Se trata de un vídeo con una aproximación muy sencilla a kant. Os puede aclarar algunas cosillas.

En estos tiempos de penuria hay que aprovecharlo todo.

 

Desde la ética. Nueva invitación a la lectura de Heidegger.

Decía Wittgenstein que la filosofía deja las cosas tal como están. No podría ser de otra manera; pues las cosas son como son. Sin embargo, sí puede la filosofía iluminar las cosas de forma distinta, de tal manera que todo parezca un poco diferente ante esta nueva luz o que se iluminen aspectos ocultos. Este es el modo en que la lectura de los filósofos -o cualquier lectura, al ser hecha al “modo filosófico- influye sobre mí.

Últimamente esa nueva luz procede de Martin Heidegger. A Heidegger no le gustaba que sus reflexiones se interpretasen en clave antropológica, psicológica… ni en cualquier otra perspectiva particular, y nos advierte repetidamente de ello.  Especialmente le disgustaban las lecturas éticas de su obra, creo que por lo que en la ética hay de normativo, de valorativo. Su filosofía pretende, al atenerse al método fenomenológico,  ser puramente descriptiva  y, en cuanto que su objetivo es constituir o preparar una ontología fundamental -la pregunta por el sentido del ser en general-, pretende dar con el fundamento de toda particularidad. Sin embargo, su lectura arroja una potentísima luz sobre los asuntos éticos. Me gustaría dar unas breves impresiones de ello en las que, sin duda, podrá reconocerse, quizá de modo indistinguible, el pensamiento de Ortega o de Sartre.

Martin Heidegger concibe la existencia humana como proyecto, cada uno de nosotros somos un esbozo, un borrador, que debe concretarse, realizarse, ganarse o también perderse. La existencia es así una carga, inevitable,  pues cada cual tiene fatalmente que cargar consigo mismo, sea desde el fastidio y la aversión que pretenden esquivarla o desde el júbilo en que la carga parece desaparecer. Uno tiene que cargar consigo mismo.

En esa existencia nos encontramos ante cosas diferentes de uno mismo y con las que tenemos que ocuparnos, esa relación con las cosas se define desde la utilidad, las cosas aparecen como útiles o inútiles. En tanto que útiles, no tienen sentido en particular, sino en la medida en que se organizan dentro de una totalidad de remisiones entre ellas; por su parte cada totalidad remite y, toma su sentido, de la existencia humana, a la que sirve. La misma naturaleza aparece en primer término como útil; el sol que da calor, que organiza las diferentes actividades del día y el espacio de la casa, con sus zonas de sol y sombra…etc.

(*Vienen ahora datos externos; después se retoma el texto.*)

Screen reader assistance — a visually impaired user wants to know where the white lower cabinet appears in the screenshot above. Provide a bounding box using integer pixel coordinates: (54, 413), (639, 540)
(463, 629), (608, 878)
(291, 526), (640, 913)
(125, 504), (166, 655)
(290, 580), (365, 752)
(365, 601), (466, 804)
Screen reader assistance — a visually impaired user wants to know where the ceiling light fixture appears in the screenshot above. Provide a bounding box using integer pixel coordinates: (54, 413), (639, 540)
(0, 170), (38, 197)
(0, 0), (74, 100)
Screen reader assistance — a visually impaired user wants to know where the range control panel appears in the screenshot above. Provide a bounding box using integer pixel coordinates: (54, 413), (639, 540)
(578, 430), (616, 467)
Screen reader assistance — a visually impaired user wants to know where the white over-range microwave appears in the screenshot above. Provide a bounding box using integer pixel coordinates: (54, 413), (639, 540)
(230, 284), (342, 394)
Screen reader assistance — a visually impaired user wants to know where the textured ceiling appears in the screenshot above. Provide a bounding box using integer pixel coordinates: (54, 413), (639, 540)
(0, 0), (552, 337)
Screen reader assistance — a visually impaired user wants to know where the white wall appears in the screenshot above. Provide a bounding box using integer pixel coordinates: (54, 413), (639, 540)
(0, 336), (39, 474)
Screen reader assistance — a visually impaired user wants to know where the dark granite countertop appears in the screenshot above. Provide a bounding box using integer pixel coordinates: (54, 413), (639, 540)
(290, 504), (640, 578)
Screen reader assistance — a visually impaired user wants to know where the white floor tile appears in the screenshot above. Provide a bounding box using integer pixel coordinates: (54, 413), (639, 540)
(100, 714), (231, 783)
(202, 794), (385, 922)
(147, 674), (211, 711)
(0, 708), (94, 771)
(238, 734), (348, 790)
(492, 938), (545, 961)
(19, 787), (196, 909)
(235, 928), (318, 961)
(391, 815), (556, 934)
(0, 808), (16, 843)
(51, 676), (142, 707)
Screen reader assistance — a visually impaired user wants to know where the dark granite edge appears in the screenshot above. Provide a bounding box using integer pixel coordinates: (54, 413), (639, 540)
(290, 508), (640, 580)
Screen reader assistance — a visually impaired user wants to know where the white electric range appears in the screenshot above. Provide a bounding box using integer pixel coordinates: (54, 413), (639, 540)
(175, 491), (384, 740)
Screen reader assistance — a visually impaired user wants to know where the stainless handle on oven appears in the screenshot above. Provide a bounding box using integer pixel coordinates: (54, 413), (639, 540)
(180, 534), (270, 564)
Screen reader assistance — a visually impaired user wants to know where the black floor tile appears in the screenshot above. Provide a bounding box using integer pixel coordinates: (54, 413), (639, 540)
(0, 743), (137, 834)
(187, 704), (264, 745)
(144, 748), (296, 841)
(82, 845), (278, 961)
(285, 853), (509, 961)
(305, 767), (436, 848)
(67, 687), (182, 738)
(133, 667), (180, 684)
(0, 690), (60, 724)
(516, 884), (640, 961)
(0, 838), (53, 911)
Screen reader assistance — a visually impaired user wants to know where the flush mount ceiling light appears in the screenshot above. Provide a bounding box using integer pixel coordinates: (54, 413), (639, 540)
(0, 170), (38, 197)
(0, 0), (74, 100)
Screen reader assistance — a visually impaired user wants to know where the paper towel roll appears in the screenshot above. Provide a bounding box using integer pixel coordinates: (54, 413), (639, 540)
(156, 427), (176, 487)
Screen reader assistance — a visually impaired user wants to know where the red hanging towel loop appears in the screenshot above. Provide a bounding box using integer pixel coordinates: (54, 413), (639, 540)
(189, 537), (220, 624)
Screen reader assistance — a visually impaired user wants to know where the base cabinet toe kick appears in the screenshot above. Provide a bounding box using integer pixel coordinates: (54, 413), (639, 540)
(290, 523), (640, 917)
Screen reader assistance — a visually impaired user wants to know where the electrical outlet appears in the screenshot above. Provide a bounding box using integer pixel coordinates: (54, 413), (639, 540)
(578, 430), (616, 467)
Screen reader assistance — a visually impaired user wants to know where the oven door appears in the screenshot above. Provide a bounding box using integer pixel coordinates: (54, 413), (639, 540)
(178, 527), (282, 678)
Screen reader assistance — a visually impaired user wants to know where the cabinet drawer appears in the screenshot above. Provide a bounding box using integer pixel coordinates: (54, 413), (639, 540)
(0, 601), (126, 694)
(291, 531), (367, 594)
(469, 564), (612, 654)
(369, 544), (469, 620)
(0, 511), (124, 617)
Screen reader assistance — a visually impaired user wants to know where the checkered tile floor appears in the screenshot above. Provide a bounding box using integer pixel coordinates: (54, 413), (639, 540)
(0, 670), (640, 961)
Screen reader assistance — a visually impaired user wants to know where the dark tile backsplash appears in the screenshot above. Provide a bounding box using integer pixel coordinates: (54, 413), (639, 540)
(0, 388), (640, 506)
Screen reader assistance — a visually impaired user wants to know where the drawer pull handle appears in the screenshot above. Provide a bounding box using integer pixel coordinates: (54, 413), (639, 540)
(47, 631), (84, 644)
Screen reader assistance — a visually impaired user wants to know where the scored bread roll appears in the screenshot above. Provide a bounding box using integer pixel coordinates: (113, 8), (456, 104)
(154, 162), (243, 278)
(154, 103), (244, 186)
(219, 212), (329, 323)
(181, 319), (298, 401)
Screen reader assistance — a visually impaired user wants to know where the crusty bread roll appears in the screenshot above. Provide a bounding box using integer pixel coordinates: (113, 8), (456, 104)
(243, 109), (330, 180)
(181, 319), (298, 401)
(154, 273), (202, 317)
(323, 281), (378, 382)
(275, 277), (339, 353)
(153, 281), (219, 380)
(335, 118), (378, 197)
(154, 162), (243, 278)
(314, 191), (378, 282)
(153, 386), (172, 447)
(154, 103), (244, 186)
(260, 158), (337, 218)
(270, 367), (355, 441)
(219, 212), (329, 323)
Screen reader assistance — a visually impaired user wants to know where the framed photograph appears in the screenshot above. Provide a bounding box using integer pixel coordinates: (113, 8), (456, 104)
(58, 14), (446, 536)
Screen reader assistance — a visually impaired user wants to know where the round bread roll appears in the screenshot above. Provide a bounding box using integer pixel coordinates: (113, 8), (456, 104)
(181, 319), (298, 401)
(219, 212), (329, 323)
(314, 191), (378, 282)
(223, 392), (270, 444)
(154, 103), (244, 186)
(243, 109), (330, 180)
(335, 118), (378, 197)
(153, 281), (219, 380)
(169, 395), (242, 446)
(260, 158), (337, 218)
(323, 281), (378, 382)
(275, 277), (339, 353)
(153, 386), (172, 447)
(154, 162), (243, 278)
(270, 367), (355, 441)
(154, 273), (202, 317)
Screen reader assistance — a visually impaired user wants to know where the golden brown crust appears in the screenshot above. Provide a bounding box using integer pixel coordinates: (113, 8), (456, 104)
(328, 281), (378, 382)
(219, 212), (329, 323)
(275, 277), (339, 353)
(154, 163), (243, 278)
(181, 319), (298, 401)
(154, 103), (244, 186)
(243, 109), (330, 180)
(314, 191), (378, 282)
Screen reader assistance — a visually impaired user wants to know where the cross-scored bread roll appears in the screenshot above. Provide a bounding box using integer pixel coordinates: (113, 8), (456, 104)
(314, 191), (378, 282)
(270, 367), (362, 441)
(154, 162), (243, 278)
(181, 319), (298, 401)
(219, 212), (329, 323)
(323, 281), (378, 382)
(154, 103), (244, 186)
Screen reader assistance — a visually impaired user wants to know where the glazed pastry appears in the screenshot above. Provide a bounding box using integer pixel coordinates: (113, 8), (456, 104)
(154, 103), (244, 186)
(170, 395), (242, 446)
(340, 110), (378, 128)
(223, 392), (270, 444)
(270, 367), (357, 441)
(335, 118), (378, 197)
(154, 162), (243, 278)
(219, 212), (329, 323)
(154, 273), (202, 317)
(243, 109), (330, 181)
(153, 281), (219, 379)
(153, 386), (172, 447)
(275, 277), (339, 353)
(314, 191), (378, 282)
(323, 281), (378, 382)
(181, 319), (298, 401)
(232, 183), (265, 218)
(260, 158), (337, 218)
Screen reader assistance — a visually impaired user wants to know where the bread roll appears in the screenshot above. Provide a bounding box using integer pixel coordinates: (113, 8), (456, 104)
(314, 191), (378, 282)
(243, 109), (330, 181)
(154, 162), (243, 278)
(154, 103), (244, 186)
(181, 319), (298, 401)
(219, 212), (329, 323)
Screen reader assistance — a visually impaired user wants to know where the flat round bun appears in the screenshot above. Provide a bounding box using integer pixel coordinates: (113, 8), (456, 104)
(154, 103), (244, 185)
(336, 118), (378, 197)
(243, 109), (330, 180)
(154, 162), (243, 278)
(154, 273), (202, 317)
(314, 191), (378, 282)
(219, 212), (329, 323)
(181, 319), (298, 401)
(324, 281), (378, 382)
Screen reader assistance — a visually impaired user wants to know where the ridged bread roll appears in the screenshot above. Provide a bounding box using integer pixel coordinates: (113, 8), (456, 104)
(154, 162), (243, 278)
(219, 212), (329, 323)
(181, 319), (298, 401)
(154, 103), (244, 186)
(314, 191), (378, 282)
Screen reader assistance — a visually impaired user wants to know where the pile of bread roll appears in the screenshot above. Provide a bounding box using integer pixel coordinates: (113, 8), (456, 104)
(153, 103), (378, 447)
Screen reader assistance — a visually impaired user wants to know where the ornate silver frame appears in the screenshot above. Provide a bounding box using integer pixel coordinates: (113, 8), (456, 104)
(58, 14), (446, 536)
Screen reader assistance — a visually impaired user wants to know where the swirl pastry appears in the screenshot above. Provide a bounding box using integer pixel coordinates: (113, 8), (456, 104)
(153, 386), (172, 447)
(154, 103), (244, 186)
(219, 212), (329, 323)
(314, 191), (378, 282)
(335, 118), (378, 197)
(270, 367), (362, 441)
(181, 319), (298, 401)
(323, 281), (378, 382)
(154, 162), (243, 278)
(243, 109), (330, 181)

Junto a las cosas (los útiles) aparecen los otros, a los cuales no concibo como útiles, sino como coexistencias; otros que tienen, al igual que yo, que hacerse cargo de su propio ser, que tienen que cargar consigo mismo. Mi relación con ellos no se define desde la utilidad, sino desde la solicitud,  la cual se establece sobre dos aspectos: el respeto y la indulgencia, que tienen tanto sus diferentes grados como sus diferentes formas propias y deficientes. Por ejemplo, la relación de amistad con otro supone cierto respeto mutuo y cierta indulgencia, sin las cuales no podría haber una relación de amistad auténtica. Respeto e indulgencia pueden adoptar formas deficientes /negativas como el temor o la pura indiferencia o formas propias/positivas como la admiración o el perdón.

Por último aparece  la relación con el propio sí mismo, con uno mismo. La ocupación se torna cuidado, preocupación por mí mismo, por la realización de mi propio proyecto, el cual es inseparable de las cosas y de los otros, de los cuales necesita para realizarse. Mi vida puede quedar afectada por la insatisfacción o la frustración ante la constatación de ser incapaz de llevar a cabo mi propia tarea, quedar incompleta o truncarse. O peor aún, que eso que creo mi proyecto se revele como no siendo mío. Sino  que, como quizá sea inevitable, me venga impuesto desde los otros, desde el impersonal, desde el nadie… Mi existencia se revela entonces como inauténtica, mi vida cómo pérdida.

Sin duda, existencia, proyecto, respeto, indulgencia, propiedad, impropiedad son conceptos con gran pregnancia ética. Conceptos en los que resuenan las viejas máximas: “Conócete a ti mismo” y “Tú debes llegar a ser el que eres”.